Без небес почти невозможны и пророчества Бахыта Кенжеева, с ощутимой тенью Средневековья, они соединяются с новозаветной темой, реализуя всегда значимую для него тему воскресения и спасения.
Твердь разверзнется и треснет, зашатается сосна, плоть истлевшая воскреснет от безвременного сна. Бодрый друг и хмурый ворог, одолев внезапный страх, заспешат в высокий город, воссиявший на холмах
Между тем, для мира земного, – а он «человеческий», «мир, хворающий ясною язвой», в котором «Спит святой человек, не шевелится, / несуразные страсти бубня», с тоской и трагизмом, горькой иронией, вдохом и выдохом, желанно наполнение чистотой, уютом и негромкой радостью. Редкой, тихой и глубокой, ибо «музыка» жива, даже если неслышна, и если даже потеряна, то ненадолго. «Хочется спать, как хочется жить, / перед огнем сидеть, / чай обжигающий молча пить, / в чьи-то глаза глядеть».
Обращение к человеку у Бахыта Кенжеева чаще отцовско-дидактическое, мягко-горестное, как к неразумному отроку, затерявшемуся в пыльном хламе мироздания, шуме во времени, ложной ветке бытия.
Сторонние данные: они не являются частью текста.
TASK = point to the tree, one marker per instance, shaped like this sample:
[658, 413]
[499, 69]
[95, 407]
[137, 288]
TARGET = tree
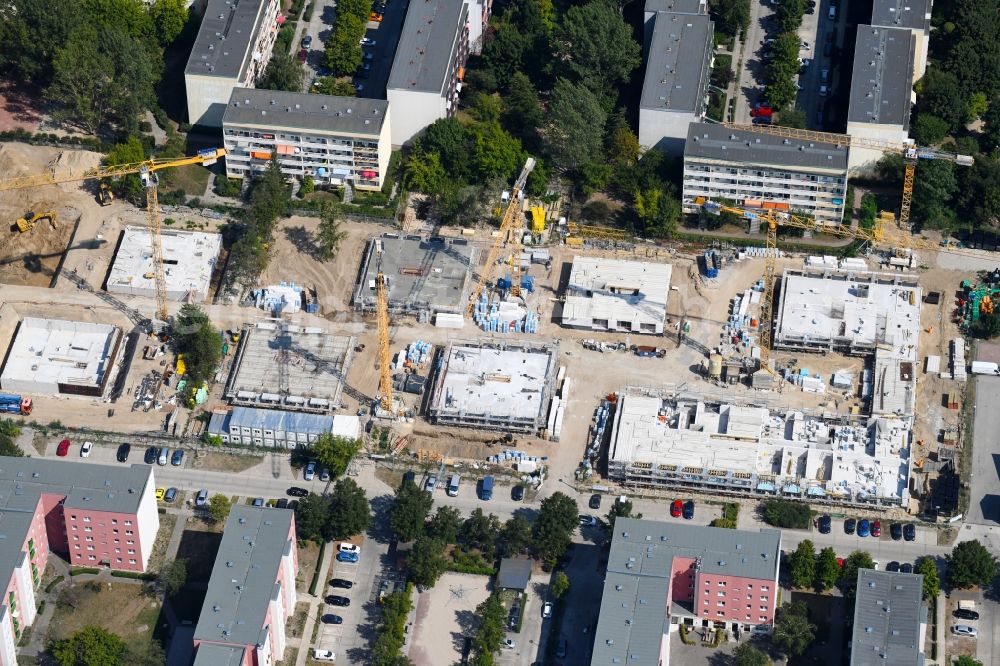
[792, 630]
[169, 17]
[174, 577]
[426, 561]
[971, 564]
[802, 564]
[560, 584]
[283, 73]
[554, 526]
[91, 646]
[827, 569]
[349, 513]
[409, 511]
[927, 567]
[445, 524]
[516, 536]
[746, 654]
[571, 136]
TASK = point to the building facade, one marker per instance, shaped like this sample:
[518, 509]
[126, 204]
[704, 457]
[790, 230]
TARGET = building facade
[333, 140]
[96, 515]
[251, 592]
[661, 575]
[764, 171]
[232, 49]
[429, 66]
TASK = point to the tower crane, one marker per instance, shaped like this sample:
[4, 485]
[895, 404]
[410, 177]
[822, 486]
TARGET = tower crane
[910, 151]
[511, 224]
[147, 173]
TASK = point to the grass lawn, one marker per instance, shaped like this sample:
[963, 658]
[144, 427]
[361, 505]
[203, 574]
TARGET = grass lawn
[122, 608]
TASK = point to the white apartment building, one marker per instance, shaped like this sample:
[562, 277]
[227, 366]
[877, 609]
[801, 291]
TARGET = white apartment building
[764, 171]
[232, 50]
[429, 66]
[334, 140]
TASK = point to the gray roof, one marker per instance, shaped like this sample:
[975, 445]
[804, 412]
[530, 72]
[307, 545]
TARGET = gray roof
[914, 14]
[677, 65]
[271, 419]
[303, 111]
[881, 84]
[228, 29]
[633, 618]
[426, 45]
[888, 612]
[716, 142]
[253, 543]
[515, 573]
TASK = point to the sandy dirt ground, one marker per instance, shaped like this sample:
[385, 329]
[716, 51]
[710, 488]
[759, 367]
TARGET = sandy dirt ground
[446, 613]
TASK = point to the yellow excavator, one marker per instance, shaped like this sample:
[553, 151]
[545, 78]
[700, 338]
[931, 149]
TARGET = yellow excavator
[30, 219]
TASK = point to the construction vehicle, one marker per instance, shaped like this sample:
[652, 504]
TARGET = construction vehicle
[910, 151]
[12, 403]
[147, 172]
[512, 225]
[30, 219]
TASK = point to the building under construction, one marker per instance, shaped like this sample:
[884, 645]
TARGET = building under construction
[495, 385]
[424, 276]
[284, 366]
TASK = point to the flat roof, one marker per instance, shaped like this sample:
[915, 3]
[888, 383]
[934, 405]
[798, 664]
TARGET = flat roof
[620, 290]
[284, 365]
[304, 111]
[189, 258]
[228, 30]
[915, 14]
[422, 273]
[888, 612]
[633, 621]
[677, 63]
[882, 80]
[50, 352]
[426, 44]
[243, 578]
[708, 141]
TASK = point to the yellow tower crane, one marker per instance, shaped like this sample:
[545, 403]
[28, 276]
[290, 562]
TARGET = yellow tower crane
[512, 224]
[910, 151]
[147, 172]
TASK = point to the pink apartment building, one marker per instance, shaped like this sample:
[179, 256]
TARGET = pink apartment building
[94, 515]
[662, 574]
[251, 592]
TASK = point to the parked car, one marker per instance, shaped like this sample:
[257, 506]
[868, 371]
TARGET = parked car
[825, 523]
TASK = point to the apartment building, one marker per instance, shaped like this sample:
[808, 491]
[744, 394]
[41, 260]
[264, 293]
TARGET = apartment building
[756, 170]
[232, 49]
[661, 575]
[881, 90]
[429, 65]
[96, 515]
[678, 63]
[334, 140]
[251, 592]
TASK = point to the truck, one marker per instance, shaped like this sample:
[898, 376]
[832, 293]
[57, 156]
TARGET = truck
[13, 403]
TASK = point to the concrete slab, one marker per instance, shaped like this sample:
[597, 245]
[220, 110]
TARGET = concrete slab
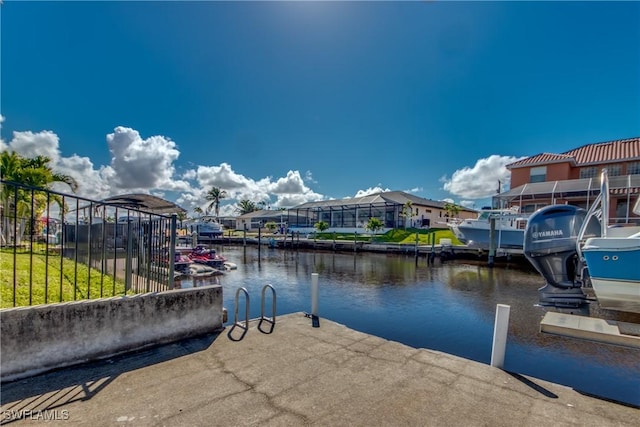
[590, 328]
[298, 375]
Что ты плачешь, современник, что ты жалуешься, друг, на нехватку медных денег, на бессмысленный досуг? Не ходи в кино, не надо, водки импортной не пей – в ней греховный привкус яда, горечь дьявольских страстей.
И дальше, по тексту, как будто невидимое и невесомое, но проявится и заиграет что-то державинское и ломоносовское, – допушкинское. И воистину пророческое, услышанное только сердцем: «что же станет с плотью бедной? / Верно, вечной станет плоть, / так в любви своей безмерной / наградит ее Господь».
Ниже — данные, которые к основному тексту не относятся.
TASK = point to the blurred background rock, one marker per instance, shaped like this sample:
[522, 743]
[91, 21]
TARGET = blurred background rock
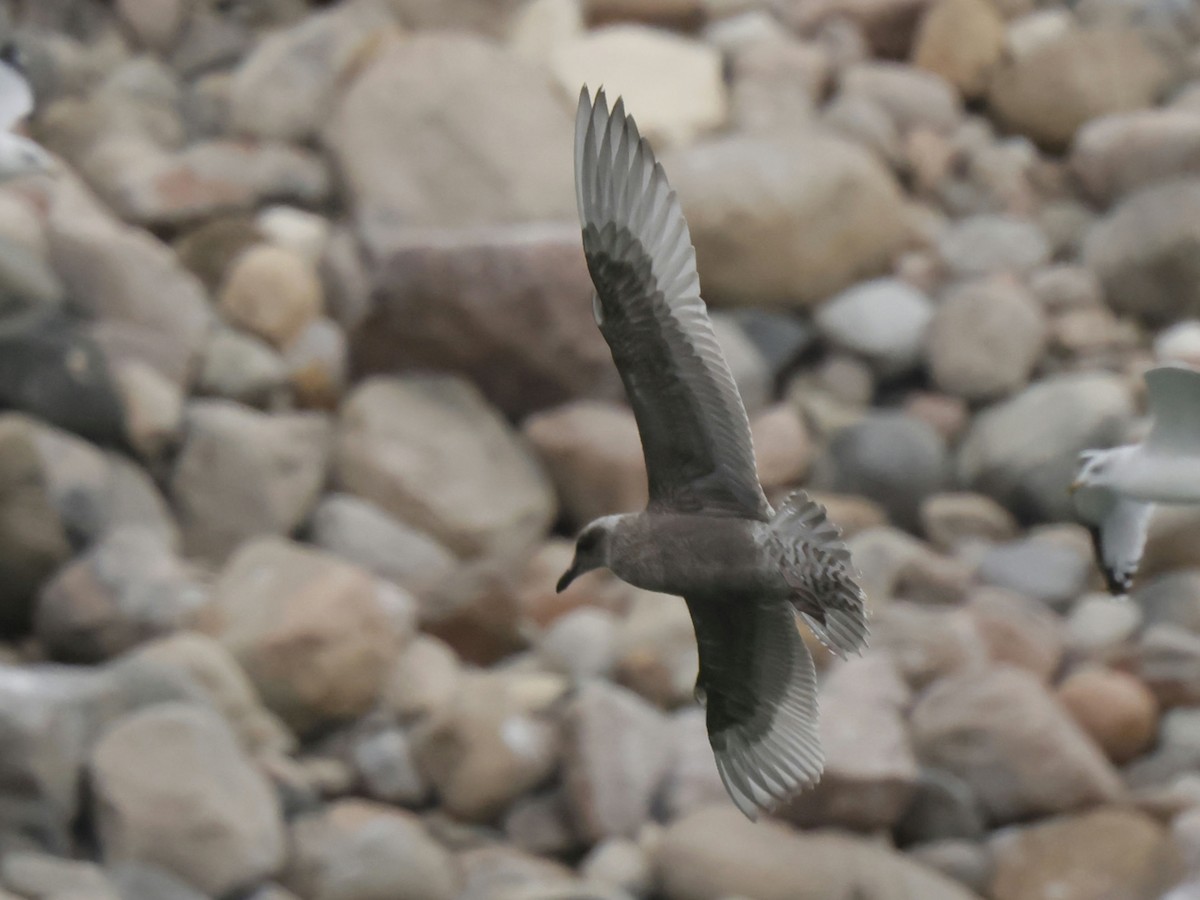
[303, 401]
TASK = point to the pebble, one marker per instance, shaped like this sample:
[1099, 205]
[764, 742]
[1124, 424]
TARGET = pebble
[985, 340]
[307, 628]
[883, 321]
[1115, 708]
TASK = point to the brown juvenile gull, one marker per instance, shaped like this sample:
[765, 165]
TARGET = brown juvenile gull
[708, 532]
[1115, 490]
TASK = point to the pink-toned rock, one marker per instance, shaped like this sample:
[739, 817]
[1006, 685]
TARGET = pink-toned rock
[1115, 708]
[307, 628]
[1105, 853]
[1003, 733]
[870, 771]
[593, 454]
[490, 744]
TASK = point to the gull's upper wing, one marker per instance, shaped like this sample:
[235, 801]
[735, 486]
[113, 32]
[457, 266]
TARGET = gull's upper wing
[759, 687]
[1174, 395]
[695, 435]
[16, 97]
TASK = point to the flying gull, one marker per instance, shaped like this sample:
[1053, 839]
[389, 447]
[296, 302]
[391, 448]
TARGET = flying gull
[18, 154]
[708, 533]
[1115, 490]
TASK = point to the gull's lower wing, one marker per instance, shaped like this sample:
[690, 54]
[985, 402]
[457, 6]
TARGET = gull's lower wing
[694, 427]
[1174, 396]
[759, 687]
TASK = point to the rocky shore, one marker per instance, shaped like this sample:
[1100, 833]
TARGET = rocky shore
[303, 402]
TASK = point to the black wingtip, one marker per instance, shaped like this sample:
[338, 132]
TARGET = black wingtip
[1117, 583]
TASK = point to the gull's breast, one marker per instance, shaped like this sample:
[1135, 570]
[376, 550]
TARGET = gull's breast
[695, 556]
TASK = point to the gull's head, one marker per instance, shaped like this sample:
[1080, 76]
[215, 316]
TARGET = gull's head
[21, 156]
[1096, 468]
[592, 550]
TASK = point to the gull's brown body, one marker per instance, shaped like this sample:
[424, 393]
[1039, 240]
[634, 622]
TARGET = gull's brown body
[708, 533]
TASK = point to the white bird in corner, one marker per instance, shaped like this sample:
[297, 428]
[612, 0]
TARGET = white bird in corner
[708, 533]
[1115, 490]
[18, 154]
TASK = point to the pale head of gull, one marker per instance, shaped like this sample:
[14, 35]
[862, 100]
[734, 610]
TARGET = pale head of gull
[1101, 468]
[593, 550]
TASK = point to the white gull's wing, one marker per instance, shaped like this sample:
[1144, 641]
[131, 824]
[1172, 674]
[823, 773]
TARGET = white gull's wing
[760, 691]
[1174, 396]
[16, 97]
[1119, 527]
[694, 429]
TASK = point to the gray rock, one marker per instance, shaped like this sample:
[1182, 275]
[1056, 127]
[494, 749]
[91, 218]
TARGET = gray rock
[431, 451]
[617, 754]
[593, 454]
[468, 300]
[139, 881]
[870, 772]
[1143, 252]
[490, 744]
[883, 321]
[387, 765]
[1119, 154]
[210, 178]
[581, 643]
[127, 588]
[1055, 88]
[354, 849]
[1116, 851]
[193, 658]
[243, 367]
[243, 473]
[1003, 733]
[541, 823]
[964, 861]
[307, 628]
[415, 105]
[1051, 571]
[1023, 451]
[985, 340]
[27, 281]
[718, 853]
[34, 540]
[366, 535]
[52, 369]
[1101, 623]
[655, 648]
[781, 190]
[912, 97]
[154, 309]
[42, 875]
[951, 520]
[220, 828]
[892, 459]
[781, 337]
[287, 87]
[943, 808]
[928, 643]
[993, 244]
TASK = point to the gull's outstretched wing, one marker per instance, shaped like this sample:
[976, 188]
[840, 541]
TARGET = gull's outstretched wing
[1119, 528]
[1174, 395]
[16, 97]
[759, 687]
[695, 435]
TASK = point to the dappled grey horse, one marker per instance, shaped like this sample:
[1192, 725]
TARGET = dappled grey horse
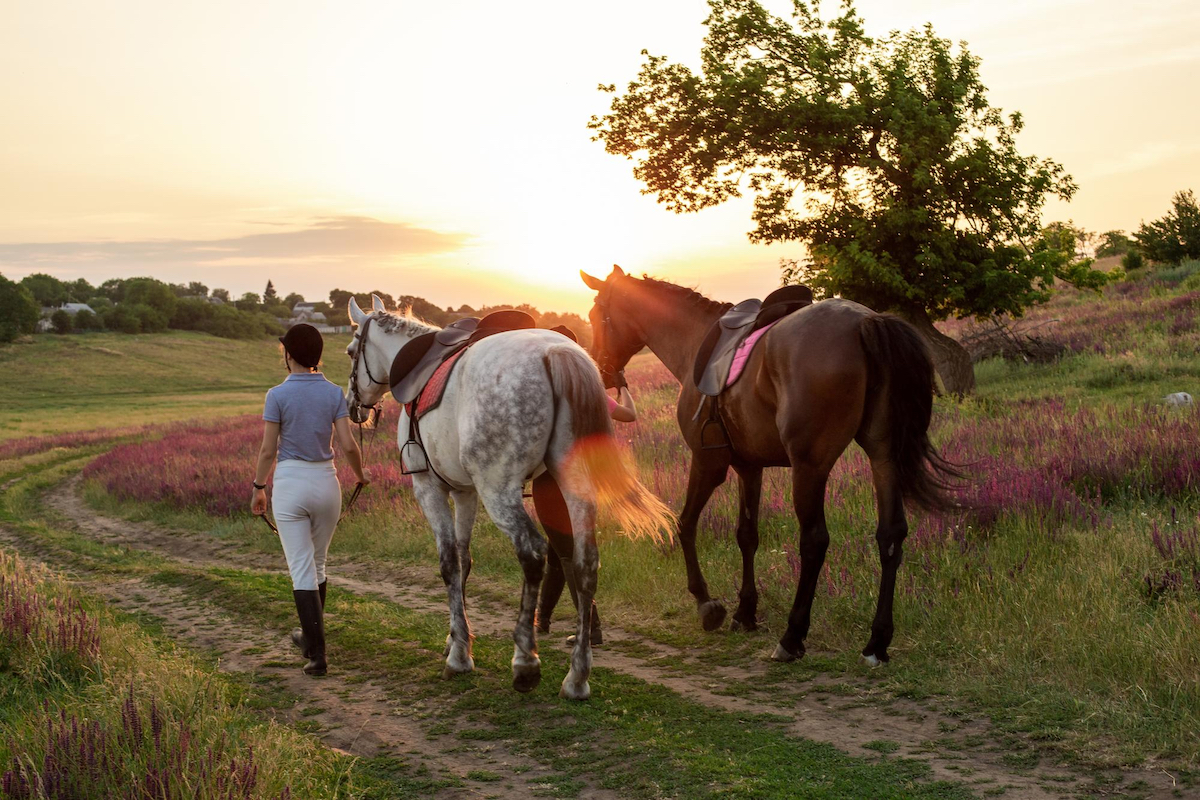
[516, 404]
Сильный и глубокий голос поэта – тоже обращение, и к собеседнику, и к самому себе: «Говори – словно боль заговаривай, / бормочи без оглядки, терпи». Он перерастает в какое-то величественное бормотание, то ли в нашептывание юродивого и святого, то ли в мысленно-бесшумное пение/творение демиурга:
Скоро, скоро лучинка отщепится от подрубленного ствола – дунет скороговоркой, нелепицей в занавешенные зеркала, холодеющий ночью анисовой, догорающий сорной травой – всё равно говори, переписывай розоватый узор звуковой…
Такое говорение и есть сотворение своих миров. Осенняя музыка, с мудростью и печалью, исконно вечное и прекрасное у Кенжеева, «горло, обморок, изморозь, медь», – заговаривая о смерти, он, безусловно, вечностью эту смерть побеждает. И здесь тоже небо, с его вечными свидетелями – звездами.
все, которые только возникли, и вздохнули, и мигом притихли, лишь молитву твердят невпопад – там, в заоблачной тьме, не для них ли многотрудные астры горят?
Неразумного, спящего, горделивого, равнодушного, – любого, найдет эта великая речь, кого разбудит, кого вразумит, кому смягчит суровое сердце да проявит нерадивость ума, ибо – «каждому сердцу, дереву и ножу / нужен родной язык чистоты слезы – / так я скажу и слово свое сдержу». Вот это и есть жизнь и судьба, это и есть назначение поэта.